As reuniões de grupos, independente das classes sociais, podem denotar diversas motivações e posteriores consequências. Na verdade, os encontros em si, já estão investidos de razões que, a priori, sinalizam para buscas individuais ou coletivas que os grupos almejam enquanto marcadores positivos para a vida de seus integrantes.

A necessidade dos encontros nascem de inquietações e possíveis conquistas.

Aqui, me detenho a dissertar sobre o que percebo dentro do movimento que se articula a partir das batalhas de rima ou batalhas de rap na cena urbana e periférica de Sobral/Ce. Apesar de serem ainda momentos em que a maior parcela de rappers é masculina, as mulheres, estão também na cena, vez por outra, batalhando com os meninos.

É uma cultura que considero estar em construção, porque esses encontros têm se articulado para falar de pautas que os artistas, de alguma forma, se identificam, assim como questões sobre negritude, realidades periféricas, feminismo, os tipos de violências, etc.

Participando efetivamente desses momentos algumas vezes por semana, e em espaços distintos da cidade, passei a enxergar esses instantes como potentes ocasiões onde se compartilham afetos, empatia e solidariedade. A princípio, isso é visível a partir da cena, onde a troca desses afetos perpassam os afagos corporais e os contatos que traduzem respeito e alegria de estar uns com os outros.

Isso também é perceptível no compartilhamento de mensagens e nas relações via redes sociais, onde esses artistas alimentam o compromisso de difundir os “corre” dos demais como forma de admiração ao trabalho artístico de todos eles.

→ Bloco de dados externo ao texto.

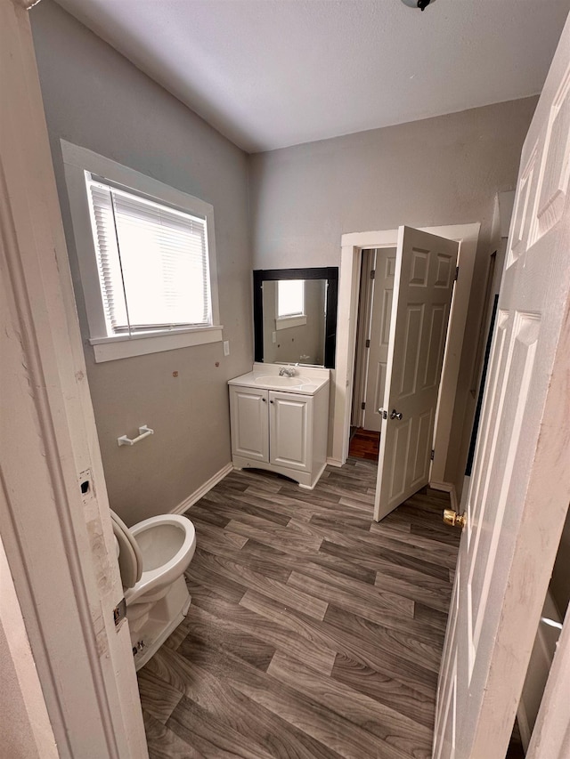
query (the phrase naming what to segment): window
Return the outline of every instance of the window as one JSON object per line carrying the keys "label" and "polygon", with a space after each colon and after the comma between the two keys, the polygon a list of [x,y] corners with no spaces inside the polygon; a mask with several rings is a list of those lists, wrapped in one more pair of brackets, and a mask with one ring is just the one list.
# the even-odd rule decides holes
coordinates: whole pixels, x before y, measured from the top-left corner
{"label": "window", "polygon": [[276,329],[287,329],[306,324],[303,279],[281,279],[277,282],[276,312]]}
{"label": "window", "polygon": [[95,360],[221,340],[212,206],[61,145]]}

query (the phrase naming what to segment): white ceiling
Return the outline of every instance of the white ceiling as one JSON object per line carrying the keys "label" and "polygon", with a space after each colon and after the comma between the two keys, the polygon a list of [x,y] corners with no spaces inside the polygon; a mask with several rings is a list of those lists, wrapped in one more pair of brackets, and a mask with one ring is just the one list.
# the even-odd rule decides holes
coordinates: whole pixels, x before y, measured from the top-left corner
{"label": "white ceiling", "polygon": [[570,0],[58,0],[248,152],[536,94]]}

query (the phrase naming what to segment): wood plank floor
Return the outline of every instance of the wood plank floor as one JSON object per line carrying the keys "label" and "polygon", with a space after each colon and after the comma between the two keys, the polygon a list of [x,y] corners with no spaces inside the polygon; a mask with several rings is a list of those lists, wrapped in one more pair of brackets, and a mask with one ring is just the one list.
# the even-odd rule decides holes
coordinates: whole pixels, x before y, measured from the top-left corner
{"label": "wood plank floor", "polygon": [[350,437],[348,456],[367,458],[378,463],[380,450],[380,433],[357,427]]}
{"label": "wood plank floor", "polygon": [[431,755],[460,533],[429,489],[375,524],[375,481],[234,472],[187,512],[190,612],[139,672],[151,759]]}

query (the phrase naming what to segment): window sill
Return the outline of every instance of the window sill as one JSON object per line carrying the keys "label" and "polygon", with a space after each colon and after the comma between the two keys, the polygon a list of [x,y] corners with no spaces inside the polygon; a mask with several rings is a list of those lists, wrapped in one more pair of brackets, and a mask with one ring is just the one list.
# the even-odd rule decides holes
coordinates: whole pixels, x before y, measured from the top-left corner
{"label": "window sill", "polygon": [[192,345],[221,343],[223,328],[221,325],[216,325],[154,335],[100,337],[94,338],[89,343],[93,345],[95,363],[100,364],[103,361],[115,361],[118,359],[129,359],[133,356],[190,348]]}
{"label": "window sill", "polygon": [[275,319],[275,329],[289,329],[291,327],[303,327],[306,324],[306,316],[286,316],[283,319]]}

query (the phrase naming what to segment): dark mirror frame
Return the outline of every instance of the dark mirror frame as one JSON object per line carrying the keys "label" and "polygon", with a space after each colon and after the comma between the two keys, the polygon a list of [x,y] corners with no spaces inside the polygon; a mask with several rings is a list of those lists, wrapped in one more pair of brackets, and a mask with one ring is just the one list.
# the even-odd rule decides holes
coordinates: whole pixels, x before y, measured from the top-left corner
{"label": "dark mirror frame", "polygon": [[335,367],[337,350],[337,303],[338,301],[338,267],[317,269],[257,269],[253,272],[253,325],[256,361],[264,359],[263,283],[280,279],[326,279],[327,314],[325,319],[324,367]]}

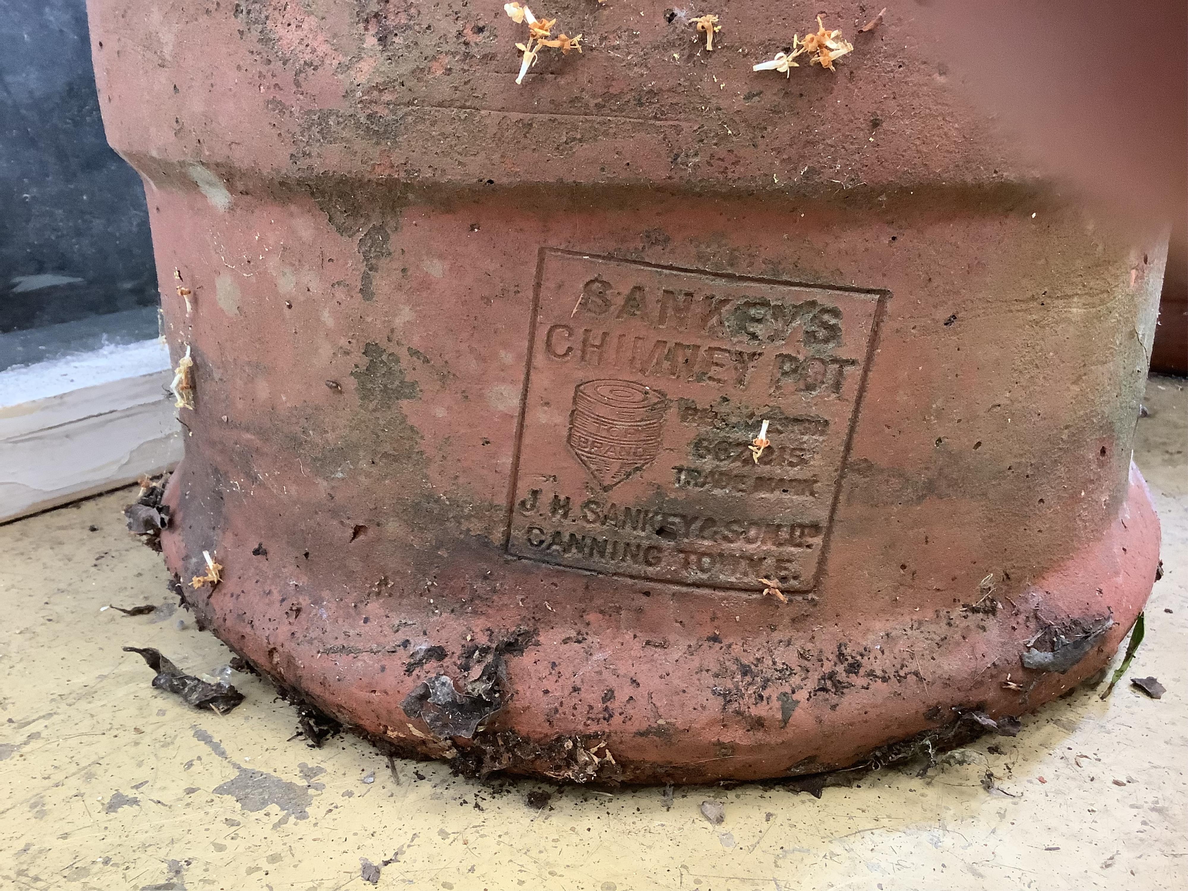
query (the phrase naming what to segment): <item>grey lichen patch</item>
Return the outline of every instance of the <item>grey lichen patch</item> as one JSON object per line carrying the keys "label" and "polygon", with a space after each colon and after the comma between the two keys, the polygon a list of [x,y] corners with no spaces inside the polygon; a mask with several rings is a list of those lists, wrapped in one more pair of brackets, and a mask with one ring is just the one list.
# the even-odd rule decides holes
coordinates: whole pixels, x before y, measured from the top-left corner
{"label": "grey lichen patch", "polygon": [[359,255],[364,258],[359,292],[369,303],[375,299],[375,273],[379,272],[379,261],[392,255],[392,238],[384,223],[372,225],[359,239]]}
{"label": "grey lichen patch", "polygon": [[297,765],[297,770],[301,771],[301,778],[305,781],[305,785],[308,785],[310,789],[316,789],[317,791],[326,789],[326,783],[314,782],[320,776],[326,773],[326,767],[320,767],[320,766],[310,767],[308,764],[305,764],[305,762],[302,762],[301,764]]}
{"label": "grey lichen patch", "polygon": [[115,792],[107,802],[107,807],[103,808],[105,814],[114,814],[120,808],[131,808],[140,804],[140,800],[134,795],[125,795],[124,792]]}
{"label": "grey lichen patch", "polygon": [[371,342],[364,346],[364,358],[367,359],[367,367],[350,372],[360,402],[388,406],[403,399],[421,398],[421,385],[405,378],[398,355]]}
{"label": "grey lichen patch", "polygon": [[222,758],[222,759],[227,758],[227,750],[223,748],[222,742],[220,742],[219,740],[216,740],[214,737],[211,737],[209,733],[207,733],[204,729],[202,729],[197,725],[190,725],[190,729],[194,731],[194,738],[196,740],[198,740],[200,742],[206,742],[207,747],[211,752],[214,752],[215,754],[217,754],[220,758]]}
{"label": "grey lichen patch", "polygon": [[240,767],[238,764],[235,769],[239,775],[216,785],[215,795],[232,796],[244,810],[258,811],[276,804],[297,820],[309,819],[309,805],[314,803],[314,796],[308,786],[290,783],[263,770]]}
{"label": "grey lichen patch", "polygon": [[0,742],[0,762],[6,762],[12,758],[17,752],[27,746],[34,739],[40,739],[40,733],[30,733],[25,737],[24,742]]}
{"label": "grey lichen patch", "polygon": [[[309,805],[314,803],[310,789],[324,789],[322,783],[311,783],[314,777],[326,772],[324,767],[310,767],[302,763],[299,770],[307,785],[290,783],[287,779],[266,773],[263,770],[241,767],[227,757],[227,750],[219,740],[214,739],[201,727],[194,727],[195,739],[204,742],[220,758],[227,760],[239,773],[226,783],[214,788],[215,795],[229,795],[239,802],[239,807],[248,811],[264,810],[270,804],[276,804],[286,816],[297,820],[309,819]],[[113,798],[114,801],[114,798]]]}
{"label": "grey lichen patch", "polygon": [[792,713],[801,704],[801,701],[786,690],[776,696],[776,699],[779,700],[779,726],[786,727],[788,722],[792,720]]}
{"label": "grey lichen patch", "polygon": [[1088,656],[1113,625],[1113,617],[1107,615],[1102,619],[1087,621],[1074,619],[1066,626],[1047,628],[1043,634],[1036,636],[1045,638],[1047,642],[1037,640],[1036,643],[1045,643],[1050,650],[1032,646],[1020,657],[1023,666],[1035,671],[1055,671],[1063,675]]}

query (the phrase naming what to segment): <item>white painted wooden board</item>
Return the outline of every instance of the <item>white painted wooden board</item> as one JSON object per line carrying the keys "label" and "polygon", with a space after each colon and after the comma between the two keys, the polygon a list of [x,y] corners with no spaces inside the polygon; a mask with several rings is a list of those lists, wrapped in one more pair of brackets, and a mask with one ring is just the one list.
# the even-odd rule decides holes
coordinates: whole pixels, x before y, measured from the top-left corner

Há toda uma ética no sentido de alavancar e reconhecer os talentos que circundam esse circuito. E não deixar que nenhum artista esmoreça, é praticamente uma obrigação, e isso tem surtido efeito.

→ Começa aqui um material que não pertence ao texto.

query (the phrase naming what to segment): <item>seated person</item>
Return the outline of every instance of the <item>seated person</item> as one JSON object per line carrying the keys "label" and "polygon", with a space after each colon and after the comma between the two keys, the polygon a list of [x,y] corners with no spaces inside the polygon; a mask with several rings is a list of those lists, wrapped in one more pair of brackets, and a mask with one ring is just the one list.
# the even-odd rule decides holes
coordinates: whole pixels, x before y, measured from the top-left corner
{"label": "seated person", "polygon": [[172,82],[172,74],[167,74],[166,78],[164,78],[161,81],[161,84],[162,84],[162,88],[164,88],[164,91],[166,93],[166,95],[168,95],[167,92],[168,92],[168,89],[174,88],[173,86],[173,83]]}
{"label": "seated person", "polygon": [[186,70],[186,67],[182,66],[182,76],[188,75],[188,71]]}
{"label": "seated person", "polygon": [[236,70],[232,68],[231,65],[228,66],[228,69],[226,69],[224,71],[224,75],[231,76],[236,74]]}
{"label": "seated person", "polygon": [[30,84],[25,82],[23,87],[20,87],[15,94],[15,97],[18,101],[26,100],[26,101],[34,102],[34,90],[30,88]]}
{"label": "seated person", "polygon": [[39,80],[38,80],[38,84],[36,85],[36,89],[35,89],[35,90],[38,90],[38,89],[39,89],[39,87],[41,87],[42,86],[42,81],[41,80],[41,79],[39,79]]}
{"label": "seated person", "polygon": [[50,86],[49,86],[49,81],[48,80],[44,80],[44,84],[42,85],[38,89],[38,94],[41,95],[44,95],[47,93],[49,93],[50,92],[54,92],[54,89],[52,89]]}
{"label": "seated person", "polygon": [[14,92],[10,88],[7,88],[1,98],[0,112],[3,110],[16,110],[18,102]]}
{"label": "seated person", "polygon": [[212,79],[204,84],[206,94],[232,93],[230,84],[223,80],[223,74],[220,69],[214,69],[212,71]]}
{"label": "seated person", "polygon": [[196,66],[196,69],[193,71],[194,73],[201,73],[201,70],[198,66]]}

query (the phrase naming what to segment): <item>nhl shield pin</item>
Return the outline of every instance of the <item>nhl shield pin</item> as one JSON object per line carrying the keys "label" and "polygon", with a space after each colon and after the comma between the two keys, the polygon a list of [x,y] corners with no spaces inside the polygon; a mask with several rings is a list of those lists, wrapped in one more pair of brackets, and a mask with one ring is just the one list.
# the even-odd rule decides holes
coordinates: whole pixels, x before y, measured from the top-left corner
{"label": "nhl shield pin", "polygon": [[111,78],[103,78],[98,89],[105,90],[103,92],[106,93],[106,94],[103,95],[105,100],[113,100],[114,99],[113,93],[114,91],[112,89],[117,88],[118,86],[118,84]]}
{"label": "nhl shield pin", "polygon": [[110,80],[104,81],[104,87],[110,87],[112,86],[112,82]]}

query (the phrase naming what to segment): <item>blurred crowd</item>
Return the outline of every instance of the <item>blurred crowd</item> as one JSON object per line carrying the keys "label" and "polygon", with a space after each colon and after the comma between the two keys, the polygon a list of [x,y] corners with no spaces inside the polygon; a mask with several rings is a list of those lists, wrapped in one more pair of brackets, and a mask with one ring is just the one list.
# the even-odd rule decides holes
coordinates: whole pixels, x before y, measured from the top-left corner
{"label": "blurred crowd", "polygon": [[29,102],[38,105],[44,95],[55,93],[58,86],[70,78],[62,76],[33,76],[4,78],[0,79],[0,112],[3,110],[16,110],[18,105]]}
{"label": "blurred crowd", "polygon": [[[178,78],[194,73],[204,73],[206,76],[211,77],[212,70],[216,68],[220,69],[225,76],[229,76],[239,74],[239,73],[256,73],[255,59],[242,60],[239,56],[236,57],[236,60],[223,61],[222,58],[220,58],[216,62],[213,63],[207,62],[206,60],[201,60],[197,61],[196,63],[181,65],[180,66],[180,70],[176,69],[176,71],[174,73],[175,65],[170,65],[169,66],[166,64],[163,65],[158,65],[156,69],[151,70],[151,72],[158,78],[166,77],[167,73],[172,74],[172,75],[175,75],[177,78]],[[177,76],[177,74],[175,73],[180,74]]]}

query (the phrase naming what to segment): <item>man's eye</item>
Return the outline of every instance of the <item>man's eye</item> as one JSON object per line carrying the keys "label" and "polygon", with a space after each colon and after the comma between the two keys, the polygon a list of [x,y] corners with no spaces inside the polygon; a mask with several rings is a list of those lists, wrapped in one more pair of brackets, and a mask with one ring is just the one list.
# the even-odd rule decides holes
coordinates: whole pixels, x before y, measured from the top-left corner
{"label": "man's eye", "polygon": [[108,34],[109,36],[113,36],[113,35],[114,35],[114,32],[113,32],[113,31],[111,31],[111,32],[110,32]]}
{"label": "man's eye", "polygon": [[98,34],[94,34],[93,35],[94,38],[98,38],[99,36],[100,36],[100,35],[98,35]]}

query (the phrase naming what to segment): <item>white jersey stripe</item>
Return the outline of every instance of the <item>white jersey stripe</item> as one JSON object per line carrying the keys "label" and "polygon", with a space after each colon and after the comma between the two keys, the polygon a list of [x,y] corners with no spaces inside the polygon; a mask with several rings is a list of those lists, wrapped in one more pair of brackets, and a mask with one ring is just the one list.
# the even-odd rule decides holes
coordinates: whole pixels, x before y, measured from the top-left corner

A reunião desses corpos em algum espaço público da cidade tem, a princípio, a alegação de disputa, de batalha, mas na verdade, está claro que isso se torna secundário quando se percebe a rede de afetos que engloba esses momentos. No linguajar usual e corriqueiro desses indivíduos, são utilizados termos particulares que parecem estar em íntimo trato entre si, pois, é recorrente o estilo familiar quando são usados, tais como: mano, irmão e família.

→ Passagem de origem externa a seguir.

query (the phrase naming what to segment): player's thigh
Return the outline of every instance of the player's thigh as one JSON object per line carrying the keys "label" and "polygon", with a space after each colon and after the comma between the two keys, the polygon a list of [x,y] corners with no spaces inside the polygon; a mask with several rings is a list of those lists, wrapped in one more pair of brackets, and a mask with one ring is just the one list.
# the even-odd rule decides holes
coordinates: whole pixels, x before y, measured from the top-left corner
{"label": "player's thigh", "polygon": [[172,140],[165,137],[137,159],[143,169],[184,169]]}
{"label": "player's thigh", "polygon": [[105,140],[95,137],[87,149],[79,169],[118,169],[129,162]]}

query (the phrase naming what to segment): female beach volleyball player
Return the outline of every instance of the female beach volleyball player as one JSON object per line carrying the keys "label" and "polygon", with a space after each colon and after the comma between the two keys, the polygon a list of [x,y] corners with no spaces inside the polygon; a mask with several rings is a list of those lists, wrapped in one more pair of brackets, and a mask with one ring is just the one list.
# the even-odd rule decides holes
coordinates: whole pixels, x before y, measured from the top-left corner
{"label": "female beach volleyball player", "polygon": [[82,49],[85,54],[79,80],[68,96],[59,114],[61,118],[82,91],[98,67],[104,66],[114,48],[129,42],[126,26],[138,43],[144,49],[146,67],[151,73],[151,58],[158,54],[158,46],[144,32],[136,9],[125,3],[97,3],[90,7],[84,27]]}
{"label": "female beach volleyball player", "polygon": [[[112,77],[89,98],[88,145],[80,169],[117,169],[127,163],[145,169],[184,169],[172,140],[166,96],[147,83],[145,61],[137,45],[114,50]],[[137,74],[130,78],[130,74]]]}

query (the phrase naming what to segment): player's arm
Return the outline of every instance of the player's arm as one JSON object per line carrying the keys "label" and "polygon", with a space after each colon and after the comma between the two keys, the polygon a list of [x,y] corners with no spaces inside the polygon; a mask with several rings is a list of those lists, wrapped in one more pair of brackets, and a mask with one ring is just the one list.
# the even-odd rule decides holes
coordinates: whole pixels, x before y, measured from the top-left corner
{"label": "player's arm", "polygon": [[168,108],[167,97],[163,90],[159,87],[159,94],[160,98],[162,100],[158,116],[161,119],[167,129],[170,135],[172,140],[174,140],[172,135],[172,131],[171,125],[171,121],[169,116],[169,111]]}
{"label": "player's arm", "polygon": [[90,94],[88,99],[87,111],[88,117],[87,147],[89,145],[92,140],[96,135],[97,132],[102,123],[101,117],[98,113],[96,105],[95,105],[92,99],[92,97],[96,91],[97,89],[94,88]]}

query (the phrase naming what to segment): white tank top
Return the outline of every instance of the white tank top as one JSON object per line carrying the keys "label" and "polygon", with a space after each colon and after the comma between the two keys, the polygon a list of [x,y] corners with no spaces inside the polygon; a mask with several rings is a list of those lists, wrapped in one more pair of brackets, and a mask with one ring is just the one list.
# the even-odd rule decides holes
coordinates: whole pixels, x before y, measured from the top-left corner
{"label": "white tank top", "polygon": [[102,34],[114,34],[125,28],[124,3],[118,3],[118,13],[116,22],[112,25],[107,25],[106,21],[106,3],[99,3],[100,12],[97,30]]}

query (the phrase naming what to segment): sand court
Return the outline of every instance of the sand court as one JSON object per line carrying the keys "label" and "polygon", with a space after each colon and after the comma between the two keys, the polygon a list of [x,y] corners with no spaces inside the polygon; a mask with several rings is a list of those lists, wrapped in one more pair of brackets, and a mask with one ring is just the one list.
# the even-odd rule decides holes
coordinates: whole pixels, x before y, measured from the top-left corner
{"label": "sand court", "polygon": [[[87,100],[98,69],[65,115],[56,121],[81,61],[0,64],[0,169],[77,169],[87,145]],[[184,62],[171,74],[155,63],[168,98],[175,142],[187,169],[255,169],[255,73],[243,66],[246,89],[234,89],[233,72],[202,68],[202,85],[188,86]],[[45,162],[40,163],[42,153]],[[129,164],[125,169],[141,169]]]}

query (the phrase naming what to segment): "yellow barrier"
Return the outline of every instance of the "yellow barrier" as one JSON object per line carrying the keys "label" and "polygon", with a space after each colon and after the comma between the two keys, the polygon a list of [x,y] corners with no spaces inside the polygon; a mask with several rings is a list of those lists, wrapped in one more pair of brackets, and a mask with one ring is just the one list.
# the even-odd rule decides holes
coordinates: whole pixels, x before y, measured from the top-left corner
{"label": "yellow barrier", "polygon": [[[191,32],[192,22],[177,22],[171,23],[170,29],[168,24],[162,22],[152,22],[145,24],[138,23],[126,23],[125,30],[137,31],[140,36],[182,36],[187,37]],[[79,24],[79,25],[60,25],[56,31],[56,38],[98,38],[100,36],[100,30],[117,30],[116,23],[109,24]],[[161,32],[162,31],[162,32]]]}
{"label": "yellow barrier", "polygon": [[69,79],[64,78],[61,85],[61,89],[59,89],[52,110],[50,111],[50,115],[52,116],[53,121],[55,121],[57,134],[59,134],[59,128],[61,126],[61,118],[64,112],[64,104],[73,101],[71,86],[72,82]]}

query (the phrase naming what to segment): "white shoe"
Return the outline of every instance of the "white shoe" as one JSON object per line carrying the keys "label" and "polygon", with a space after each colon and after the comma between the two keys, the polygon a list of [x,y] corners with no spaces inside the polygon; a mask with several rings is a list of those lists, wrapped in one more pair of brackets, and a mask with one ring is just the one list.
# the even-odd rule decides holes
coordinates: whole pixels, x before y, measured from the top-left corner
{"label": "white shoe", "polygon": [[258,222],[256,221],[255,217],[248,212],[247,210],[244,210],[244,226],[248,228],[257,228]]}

Nisso, é perceptível também a alegria da presença de cada um, o encontro e o compartilhamento de ideias que lhes são semelhantes, seja na construção de suas letras, nas rimas e na própria situação conjuntural desses artistas periféricos, pois trazem na pele e nas histórias de vidas, as marcas do açoite colonial que diariamente lhes ferem sob os signos da desigualdade e do preconceito.

Entendo que esses encontros são a partilha de vivências, estigmas reais e latentes que lhes perpassam todos os dias suas realidades. Uma pessoa que frequenta essa cena atribuiu para esses encontros a comparação destes com os quilombos de agora, onde pessoas se achegam junto de outras para serem acolhidas na semelhança com suas dores, lutas e desejos de conquistas.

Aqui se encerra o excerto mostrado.